Before the year ends, opportunity still exists to plan remaining expenditures. It is also a time to review expenses incurred throughout the year and harvest tax deductions. Here are items that may help in your planning.
For itemizers and non-itemizers alike, deductions may be claimed for the following:
Real estate taxes paid in 2009 (limited to $500 for married filing separately taxpayers and $1000 for married filing jointly)
Sales tax paid for purchase of a new motor vehicle (cars, trucks, motorcycles and motor homes qualify)
Even those claiming the standard deduction may benefit from these deductions. It sweetens the deal for non-itemizers and also benefits those who itemize. The sales tax paid on a new motor vehicle also provides a benefit for those who live in a state that does not collect state income tax.
If you are retired and feeling generous:
You may make a contribution to a charity by making a direct transfer from your traditional IRA to an eligible charity. You will not receive a deduction for the contribution; however, you will not be taxed on the distribution. This may be a way to contribute to your favorite charity even if cash is tight.
If you have kids in college, you have an opportunity to maximize a new credit:
The American Opportunity Credit modifies the Hope Credit. The maximum credit is $2,500 and a portion of the credit is refundable. Expenses eligible for the credit are tuition, fees and books. Room and board do not qualify. The first $2,000 of expenses qualify at 100%, the next $2,000 qualifies at 25%. You may want to pre-pay 2010 tuition now to maximize the benefit and take advantage of this credit. (Income limits do apply)
If you are a first time homebuyer:
The first time homebuyer credit has been extended. If you purchase a principal residence during 2009 and before July 1, 2010 you may claim the credit on your 2009 or 2010 tax return
This valuable credit gets $8000 in the pockets of homebuyers and gives them the opportunity to stimulate the economy by purchasing carpet, furniture or home improvement items or anything else that happens to be on the "wish" list.
If you are a repeat homebuyer:
If you have been in your home for 5 of the last 8 years and are buying another home, you qualify for a $6,500 tax credit
While a move wouldn't be recommended based on this credit alone, if you are in the process of moving anyway and meet the criteria, this is a great credit.

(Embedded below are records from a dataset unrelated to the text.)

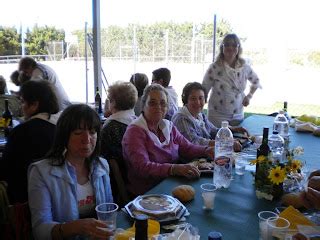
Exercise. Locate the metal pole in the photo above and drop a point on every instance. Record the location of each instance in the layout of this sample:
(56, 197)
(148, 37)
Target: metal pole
(134, 48)
(167, 46)
(86, 56)
(214, 37)
(96, 45)
(22, 40)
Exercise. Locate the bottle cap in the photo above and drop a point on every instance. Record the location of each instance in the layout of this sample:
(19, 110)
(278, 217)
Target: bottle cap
(214, 235)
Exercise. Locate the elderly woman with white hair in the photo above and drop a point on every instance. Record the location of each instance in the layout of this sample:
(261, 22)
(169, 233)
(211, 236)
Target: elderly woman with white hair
(152, 145)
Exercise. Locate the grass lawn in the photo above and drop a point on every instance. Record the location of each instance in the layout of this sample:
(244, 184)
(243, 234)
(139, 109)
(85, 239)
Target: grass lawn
(293, 109)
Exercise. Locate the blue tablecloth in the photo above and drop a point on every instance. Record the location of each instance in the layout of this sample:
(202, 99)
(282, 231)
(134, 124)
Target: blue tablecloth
(236, 208)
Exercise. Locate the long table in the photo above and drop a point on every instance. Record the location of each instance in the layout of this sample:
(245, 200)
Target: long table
(236, 208)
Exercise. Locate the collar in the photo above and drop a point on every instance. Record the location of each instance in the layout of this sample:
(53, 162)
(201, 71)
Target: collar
(164, 125)
(125, 117)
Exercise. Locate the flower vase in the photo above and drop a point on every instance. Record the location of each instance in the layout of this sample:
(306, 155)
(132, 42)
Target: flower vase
(264, 187)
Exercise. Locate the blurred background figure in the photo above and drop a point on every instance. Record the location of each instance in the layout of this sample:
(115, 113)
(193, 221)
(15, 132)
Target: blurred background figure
(162, 76)
(227, 79)
(65, 188)
(14, 103)
(140, 81)
(122, 96)
(31, 139)
(39, 71)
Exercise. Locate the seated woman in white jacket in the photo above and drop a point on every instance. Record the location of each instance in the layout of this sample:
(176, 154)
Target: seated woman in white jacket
(65, 188)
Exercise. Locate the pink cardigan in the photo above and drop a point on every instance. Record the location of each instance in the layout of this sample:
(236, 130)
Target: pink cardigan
(148, 163)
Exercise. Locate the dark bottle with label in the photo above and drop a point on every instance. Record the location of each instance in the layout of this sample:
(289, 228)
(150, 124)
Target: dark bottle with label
(7, 115)
(97, 102)
(263, 149)
(141, 225)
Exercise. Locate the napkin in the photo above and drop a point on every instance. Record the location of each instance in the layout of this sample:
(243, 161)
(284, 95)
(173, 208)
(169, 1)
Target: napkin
(153, 229)
(295, 218)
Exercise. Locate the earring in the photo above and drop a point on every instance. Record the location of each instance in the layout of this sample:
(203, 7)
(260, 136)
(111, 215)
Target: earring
(64, 152)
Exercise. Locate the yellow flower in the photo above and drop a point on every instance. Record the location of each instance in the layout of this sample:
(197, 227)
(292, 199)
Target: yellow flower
(259, 160)
(277, 175)
(295, 165)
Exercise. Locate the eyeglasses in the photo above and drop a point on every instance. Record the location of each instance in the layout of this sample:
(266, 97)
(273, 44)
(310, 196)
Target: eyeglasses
(162, 104)
(234, 45)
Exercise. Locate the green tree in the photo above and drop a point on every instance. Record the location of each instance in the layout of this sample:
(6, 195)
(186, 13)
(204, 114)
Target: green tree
(9, 41)
(37, 40)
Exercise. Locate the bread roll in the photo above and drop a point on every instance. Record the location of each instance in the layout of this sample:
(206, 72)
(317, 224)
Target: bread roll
(184, 193)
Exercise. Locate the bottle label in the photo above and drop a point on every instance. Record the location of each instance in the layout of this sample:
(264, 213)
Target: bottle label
(222, 161)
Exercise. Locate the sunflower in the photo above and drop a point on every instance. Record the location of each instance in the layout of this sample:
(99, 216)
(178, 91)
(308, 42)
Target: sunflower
(277, 175)
(295, 165)
(260, 159)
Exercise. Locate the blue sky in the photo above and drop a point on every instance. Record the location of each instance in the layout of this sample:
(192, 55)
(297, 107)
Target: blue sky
(276, 22)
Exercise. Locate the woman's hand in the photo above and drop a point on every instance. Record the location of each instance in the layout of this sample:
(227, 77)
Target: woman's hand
(186, 170)
(210, 152)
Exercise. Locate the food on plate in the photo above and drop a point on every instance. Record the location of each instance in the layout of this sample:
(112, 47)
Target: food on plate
(184, 193)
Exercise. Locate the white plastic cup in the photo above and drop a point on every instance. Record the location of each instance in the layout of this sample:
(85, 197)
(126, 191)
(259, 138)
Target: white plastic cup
(107, 212)
(240, 165)
(263, 227)
(277, 228)
(208, 193)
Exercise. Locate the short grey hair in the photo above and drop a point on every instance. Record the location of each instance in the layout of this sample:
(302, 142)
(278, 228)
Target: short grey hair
(148, 89)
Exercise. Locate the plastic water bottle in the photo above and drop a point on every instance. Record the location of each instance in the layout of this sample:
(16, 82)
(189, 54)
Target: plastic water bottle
(281, 125)
(276, 144)
(285, 110)
(223, 155)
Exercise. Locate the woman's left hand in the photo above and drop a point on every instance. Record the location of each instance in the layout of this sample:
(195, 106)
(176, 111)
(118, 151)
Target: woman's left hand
(245, 101)
(93, 228)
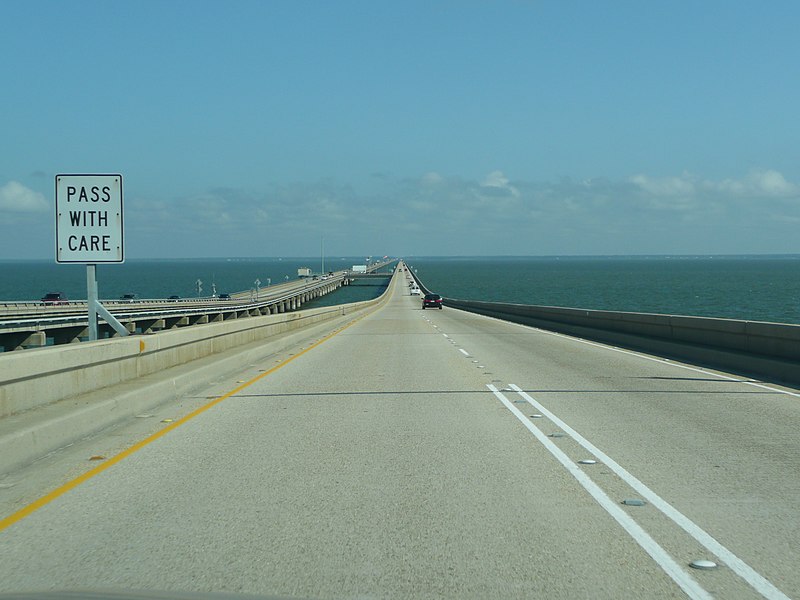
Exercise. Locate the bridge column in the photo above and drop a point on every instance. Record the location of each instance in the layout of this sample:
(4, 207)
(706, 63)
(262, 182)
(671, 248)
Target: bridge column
(70, 335)
(152, 326)
(24, 339)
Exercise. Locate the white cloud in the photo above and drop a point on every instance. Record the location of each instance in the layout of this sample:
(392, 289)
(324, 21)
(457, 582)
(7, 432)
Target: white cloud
(432, 178)
(668, 186)
(772, 183)
(496, 181)
(15, 197)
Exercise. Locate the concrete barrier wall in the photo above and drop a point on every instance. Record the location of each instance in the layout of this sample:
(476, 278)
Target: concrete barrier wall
(769, 350)
(43, 376)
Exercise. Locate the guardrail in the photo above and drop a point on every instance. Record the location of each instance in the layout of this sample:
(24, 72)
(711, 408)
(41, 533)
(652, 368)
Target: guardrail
(67, 324)
(756, 348)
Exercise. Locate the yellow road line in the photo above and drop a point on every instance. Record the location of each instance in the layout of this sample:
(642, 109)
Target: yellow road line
(60, 491)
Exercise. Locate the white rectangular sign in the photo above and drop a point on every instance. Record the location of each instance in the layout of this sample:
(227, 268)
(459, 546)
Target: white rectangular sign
(89, 226)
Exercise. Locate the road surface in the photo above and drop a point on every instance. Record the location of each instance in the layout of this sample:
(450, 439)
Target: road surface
(431, 454)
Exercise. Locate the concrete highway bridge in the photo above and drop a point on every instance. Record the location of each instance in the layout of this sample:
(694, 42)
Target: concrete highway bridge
(32, 324)
(376, 450)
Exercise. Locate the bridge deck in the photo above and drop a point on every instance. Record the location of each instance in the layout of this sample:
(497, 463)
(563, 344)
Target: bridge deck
(380, 462)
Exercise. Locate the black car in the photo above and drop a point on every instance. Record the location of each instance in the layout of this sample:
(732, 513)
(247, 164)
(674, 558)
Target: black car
(432, 301)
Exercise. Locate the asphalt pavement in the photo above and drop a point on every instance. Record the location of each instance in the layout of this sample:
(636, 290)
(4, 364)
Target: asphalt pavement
(433, 454)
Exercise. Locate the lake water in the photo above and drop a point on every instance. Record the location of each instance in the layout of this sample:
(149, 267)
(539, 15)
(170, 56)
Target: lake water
(757, 288)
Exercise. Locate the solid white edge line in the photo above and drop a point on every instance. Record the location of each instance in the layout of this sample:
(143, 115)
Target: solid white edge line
(737, 565)
(758, 384)
(640, 536)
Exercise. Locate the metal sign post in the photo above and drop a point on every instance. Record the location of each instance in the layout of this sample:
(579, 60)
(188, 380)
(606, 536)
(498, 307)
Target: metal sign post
(89, 229)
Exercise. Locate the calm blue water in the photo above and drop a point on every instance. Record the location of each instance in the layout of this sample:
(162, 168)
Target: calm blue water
(758, 288)
(154, 278)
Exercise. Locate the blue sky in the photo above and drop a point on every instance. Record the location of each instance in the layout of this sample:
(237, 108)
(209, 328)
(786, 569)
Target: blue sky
(408, 128)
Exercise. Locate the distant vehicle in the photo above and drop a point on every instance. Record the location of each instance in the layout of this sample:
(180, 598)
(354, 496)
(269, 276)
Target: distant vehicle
(432, 301)
(54, 298)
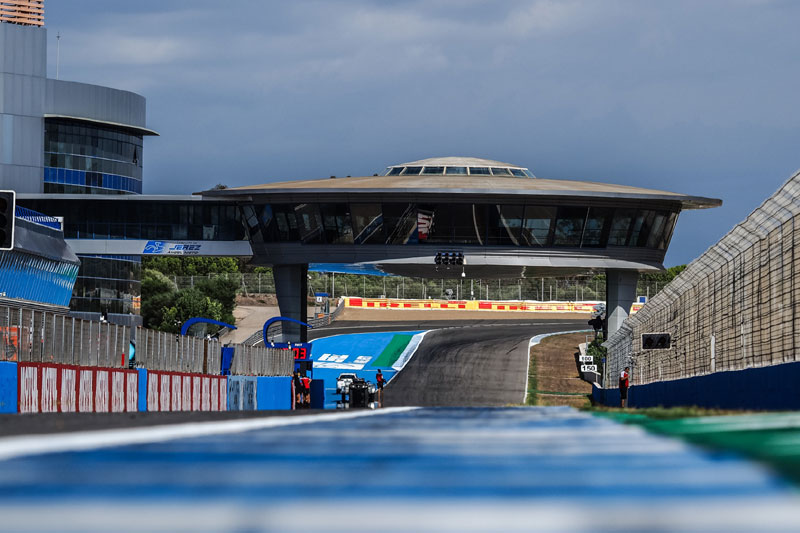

If you made energy efficient home improvements:
If you insulated, put new windows, exterior doors, or a roof, you may qualify for a $1,500 credit. Other items that qualify are water heaters, central air conditioners and furnaces. You can find additional information at www.energystar.gov.
This quirky credit was not available for 2008, but was available in 2007 and resurfaced in 2009.
If you lost your job:
Up to $2,400 of unemployment compensation will not be taxable to you
The 65% COBRA subsidy payments paid by your previous employer are not taxable to you
These are just a few of the tax saving initiatives that may help you save tax dollars. Since the tax code is complex, it is always best practice to get particulars from your tax advisor.